Saturday, July 12, 2014
(San Bernardino County) Grand Jury identified but ignored red flags at West Valley Detention Center
July 11, 2014
The AlpenHorn News
By S.E. Williams
“There were no discrepancies found at any of the five County Detention Centers the Grand Jury inspected. All personnel during each site visited were knowledgeable and professional.”
This was the conclusion reached by the 2013-2014 San Bernardino County Grand Jury as published in its Final Report last week. This assessment includes the jurors’ perception of the heavily maligned West Valley Detention Center.
The report created quite a stir—but not for the usual reasons. Historically, Grand Jury Final Reports are controversial for what they reveal. This year’s report sparked controversy for what was either a bold and intentional oversight on the part of the jurors; or, the result of an inexplicably weak and surprisingly shallow assessment of the county’s detention centers—especially the West Valley facility.
The Grand Jury assessment is of particular concern considering the San Bernardino County detention centers are currently under intense scrutiny by local, state and national media. The intense focus began in early April when it was revealed that the Federal Bureau of Investigation (FBI) had launched an investigation of alleged civil-rights violations at the West Valley Detention Center. Concurrently, the San Bernardino County Sheriff’s Department publically admitted that its command staff had launched an investigation into possible misconduct by detention center personnel.
In addition, it was well publicized that there are at least two federal civil rights lawsuits pending that involve at least 14 plaintiffs. The suits were filed against San Bernardino County Sheriff John McMahon; commander of the West Valley Detention Center, Jeff Rose; and, at least one sheriff deputy, B. Teychea.
The plaintiffs have reportedly asked for 150 million dollars each—if successful, county taxpayers could be on the hook for more than two billion dollars.

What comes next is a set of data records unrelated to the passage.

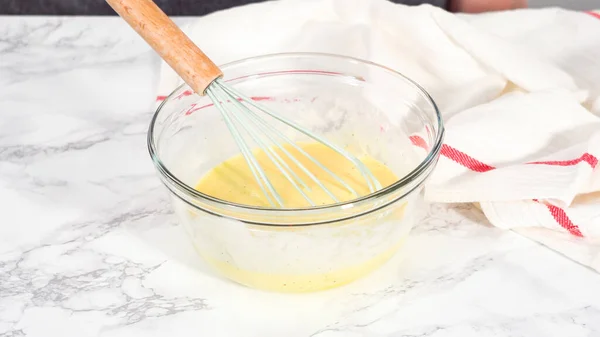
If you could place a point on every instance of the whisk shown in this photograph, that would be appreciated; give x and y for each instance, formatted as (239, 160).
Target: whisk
(240, 113)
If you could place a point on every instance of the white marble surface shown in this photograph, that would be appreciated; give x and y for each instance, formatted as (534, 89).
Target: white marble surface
(89, 245)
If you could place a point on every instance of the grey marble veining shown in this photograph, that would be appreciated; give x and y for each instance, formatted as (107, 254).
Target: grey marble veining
(172, 7)
(89, 245)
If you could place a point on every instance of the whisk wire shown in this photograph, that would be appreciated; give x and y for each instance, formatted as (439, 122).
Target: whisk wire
(257, 172)
(372, 182)
(271, 154)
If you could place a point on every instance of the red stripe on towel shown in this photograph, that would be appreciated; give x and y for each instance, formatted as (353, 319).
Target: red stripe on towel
(475, 165)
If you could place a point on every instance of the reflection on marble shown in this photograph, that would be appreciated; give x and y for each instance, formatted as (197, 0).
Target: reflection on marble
(89, 245)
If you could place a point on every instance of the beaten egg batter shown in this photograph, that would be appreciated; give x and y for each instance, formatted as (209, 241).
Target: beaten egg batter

Court documents detail allegations against authorities at the West Valley Detention Center that are shocking. The claims of torture are most notably egregious. Some of the most deplorable include allegations that inmates subjected to electric shock to the genitalia; sleep deprivation and sodomy; that shot guns were held to their heads; their arms were handcuffed behind their backs to the point of excruciating pain. The court documents described such treatment of these inmates as “… malicious, sadistic and designed to inflict pain and suffering…”
It is also well publicized that at least four deputies previously assigned to the West Valley Detention Center are no longer employed there and it is rumored that several more may be terminated. It has also been well reported that the case against detention center personnel may be handed to the U. S. Attorney for further investigation and consideration of criminal charges.

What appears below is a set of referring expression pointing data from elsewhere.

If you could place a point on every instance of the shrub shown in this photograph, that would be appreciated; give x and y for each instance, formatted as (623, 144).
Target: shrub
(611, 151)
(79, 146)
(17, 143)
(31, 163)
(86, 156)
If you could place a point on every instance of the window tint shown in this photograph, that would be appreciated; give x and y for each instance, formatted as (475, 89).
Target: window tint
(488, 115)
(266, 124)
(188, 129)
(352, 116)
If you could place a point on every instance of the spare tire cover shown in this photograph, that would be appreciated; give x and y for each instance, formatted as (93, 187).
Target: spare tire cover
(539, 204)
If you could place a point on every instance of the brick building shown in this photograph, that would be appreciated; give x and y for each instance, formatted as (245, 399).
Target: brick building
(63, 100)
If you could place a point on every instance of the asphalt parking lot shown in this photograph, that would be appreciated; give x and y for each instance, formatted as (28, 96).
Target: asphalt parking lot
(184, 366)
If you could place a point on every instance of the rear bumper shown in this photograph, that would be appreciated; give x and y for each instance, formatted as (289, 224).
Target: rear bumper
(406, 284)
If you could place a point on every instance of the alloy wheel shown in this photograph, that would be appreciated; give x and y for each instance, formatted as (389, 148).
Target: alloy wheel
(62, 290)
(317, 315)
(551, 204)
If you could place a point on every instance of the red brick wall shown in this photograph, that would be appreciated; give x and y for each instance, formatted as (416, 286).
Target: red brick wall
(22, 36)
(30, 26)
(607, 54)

How did the Grand Jury miss the mark regarding this scandal by such a wide margin? A detailed review of the Grand Jury Report by The Alpenhorn News showed that the jurors conducted their field inspection of the West Valley Detention Center on September 9, 2013. Admittedly, this was well before the stories of alleged torture surfaced in April of this year. However, jury’s report also documents that something prompted the jurors to request information from the facility beyond what they observed during their September 9th visit. Although the jurors visited three other detention facilities and a holding facility, West Valley was the only place where jurors documented a request for further information. Why?

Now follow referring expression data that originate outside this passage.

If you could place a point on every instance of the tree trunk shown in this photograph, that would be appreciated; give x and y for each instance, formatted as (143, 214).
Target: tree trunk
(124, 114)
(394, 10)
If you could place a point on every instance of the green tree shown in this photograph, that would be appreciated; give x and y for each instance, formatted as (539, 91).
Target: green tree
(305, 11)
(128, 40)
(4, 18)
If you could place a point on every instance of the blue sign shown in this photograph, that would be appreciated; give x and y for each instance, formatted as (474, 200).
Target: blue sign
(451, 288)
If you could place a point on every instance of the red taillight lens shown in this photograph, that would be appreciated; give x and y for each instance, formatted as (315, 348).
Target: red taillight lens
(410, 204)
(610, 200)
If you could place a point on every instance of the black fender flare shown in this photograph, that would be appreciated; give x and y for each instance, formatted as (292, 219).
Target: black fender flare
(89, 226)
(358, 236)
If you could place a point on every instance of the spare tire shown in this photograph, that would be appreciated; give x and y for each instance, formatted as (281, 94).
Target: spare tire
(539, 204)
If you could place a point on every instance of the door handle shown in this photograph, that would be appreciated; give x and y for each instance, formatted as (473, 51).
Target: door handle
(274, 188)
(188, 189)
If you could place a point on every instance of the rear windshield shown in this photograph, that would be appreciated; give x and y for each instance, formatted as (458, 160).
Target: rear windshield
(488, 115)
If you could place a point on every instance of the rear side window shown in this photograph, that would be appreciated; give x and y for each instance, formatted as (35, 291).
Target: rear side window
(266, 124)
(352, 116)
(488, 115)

Was this additional request the result of a red flag that raised some unspecified concern(s); concern(s) they ultimately chose to ignore. After all, their initial notation on the official inspection form for the West Valley Detention Center showed, “Impression of staff/inmate interactions: Good”. However, the document also noted a total of 230 minor inmate grievances per month and a total of 10 major incidents. Certainly, the West Valley Detention Center has a much larger capacity than the other detention facilities but these numbers appeared out of proportion to what was identified at the other centers.
During their visit the jurors also made note of one suicide, ten attempted suicides and a total of four deaths by other causes. The causes were identified as one by natural causes; two as the result of pre-existing conditions; and, one homicide.